Thus, the output of the P-YIN algorithm are the possible pitch values and the corresponding probabilities.

Now, this is where the authors use the concept of a Markov Model to model the underlying dynamics of the pitch evolution. They discretize the pitch space, and use the above obtained probabilities as the emission probabilities in a Hidden Markov Model. Thus, the task boils down to finding the most likely pitch sequence given the emissions.

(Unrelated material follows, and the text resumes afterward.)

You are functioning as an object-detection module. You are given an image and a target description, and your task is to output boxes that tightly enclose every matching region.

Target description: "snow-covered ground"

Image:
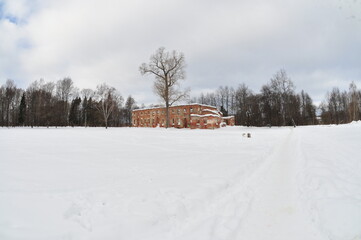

This is done using the Viterbi algorithm for the Maximum Likelihood Sequence Estimation.

# PYin using essentia
pyin = ess.PitchYinProbabilistic(frameSize = W,hopSize = H,lowRMSThreshold = 0.0001,preciseTime = True)
pyin_p,vp = pyin(audio_ex)

pyp.figure()
pyp.plot(pyin_p[pyin_p>0],color = 'r')
pyp.title('Pitch Contour')
pyp.xlabel('Time')
pyp.ylabel('Pitch');

pyp.figure()
pyp.imshow(pool1['mag_spec'][:,0:64].T,origin = 'lower',aspect='auto')
pyp.colorbar()
pyp.plot(pyin_p[pyin_p>0]*(W/Fs),color = 'r');

# Pitch Track generated by P-YIN
ipd.Audio(genAudioTone(pyin_p[pyin_p>0],H,Fs), rate=Fs)

References¶

De Cheveigné, Alain, and Hideki Kawahara. "YIN, a fundamental frequency estimator for speech and music." The Journal of the Acoustical Society of America 111.4 (2002): 1917-1930.
Mauch, Matthias, and Simon Dixon. "pYIN: A fundamental frequency estimator using probabilistic threshold distributions." 2014 IEEE International Conference on Acoustics, Speech and Signal Processing (ICASSP). IEEE, 2014.